JL: Back in the day, when I trained as a cancer doctor, the only tools we had were drugs that blocked cell division. We know there's a core machinery that causes cells to divide, and because we didn't know the specific cancer pathways yet, we just shut them down. We used chemotherapies that would target cell division, and because there are normal cells and healthy cells that are supposed to divide at certain times, we were poisoning all of those. So patients would be sick in the hospital, vomiting, losing their hair, their guts would get irritated, their blood immune systems would shut down. We still have to use that a little bit, it hasn't gone away fully—but with these additional targeted therapies that block specific pathways, most don't cause many symptoms at all. We've been able to make cancer care much more tolerable for patients because of these targeted therapies.
MAL: Imagine five years into the future. How do you think the ways that we detect and treat cancer will be different from what we're doing today? Are you hopeful?
JL: I am hopeful. Back in the 1950s when Sidney Farber and others were developing early stage chemotherapies, they would find this drug that would cause a 15% effect, and [another] drug that would cause a 10% effect. And so people would say, “Well, it's not a big enough effect.” But then they said, “What if we put this together with this, together with this, what would happen?” And then suddenly, boom!
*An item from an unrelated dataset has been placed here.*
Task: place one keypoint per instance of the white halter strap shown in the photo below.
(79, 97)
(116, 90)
By adding little bits of things that work and putting them together in the proper ways, you were able to get big effects out of what were initially small effects.
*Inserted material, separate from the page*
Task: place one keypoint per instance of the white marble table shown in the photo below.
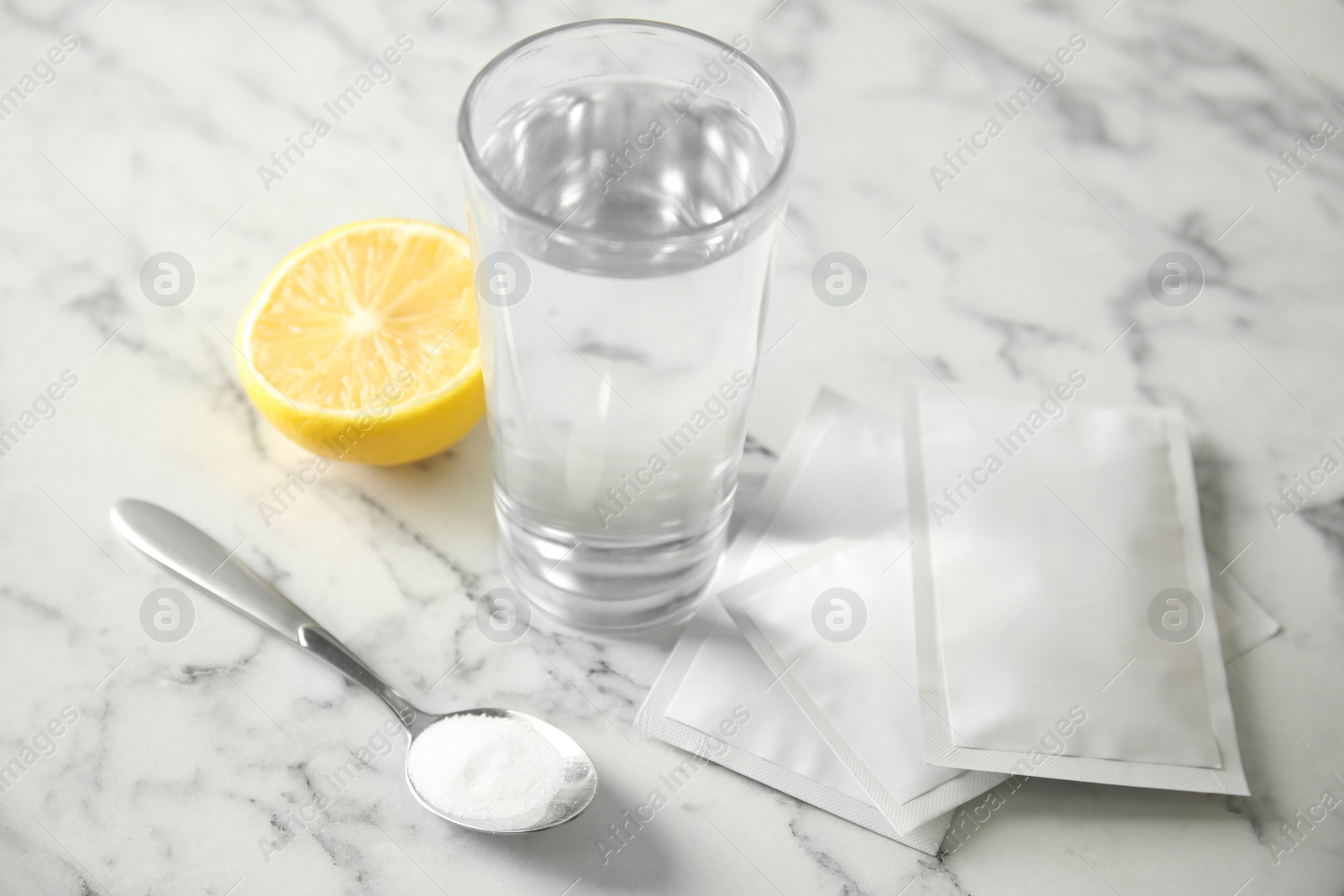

That's been the history of cancer care; it’s just been getting better and better over time. You're seeing mortality drop from cancer since the 1990s, and that's because we're getting better and better at combining things in ways that work. It's not a fast process. It's one that you just kind of work at and work at and work at. And now that we have more tools, and we know more pathways, and we're getting better at the chemistry, I think we're going to get faster. We're going to get better at stopping these cancers.
I'm definitely optimistic. We've done a lot already, and if we can keep studying, we’ll get better and better.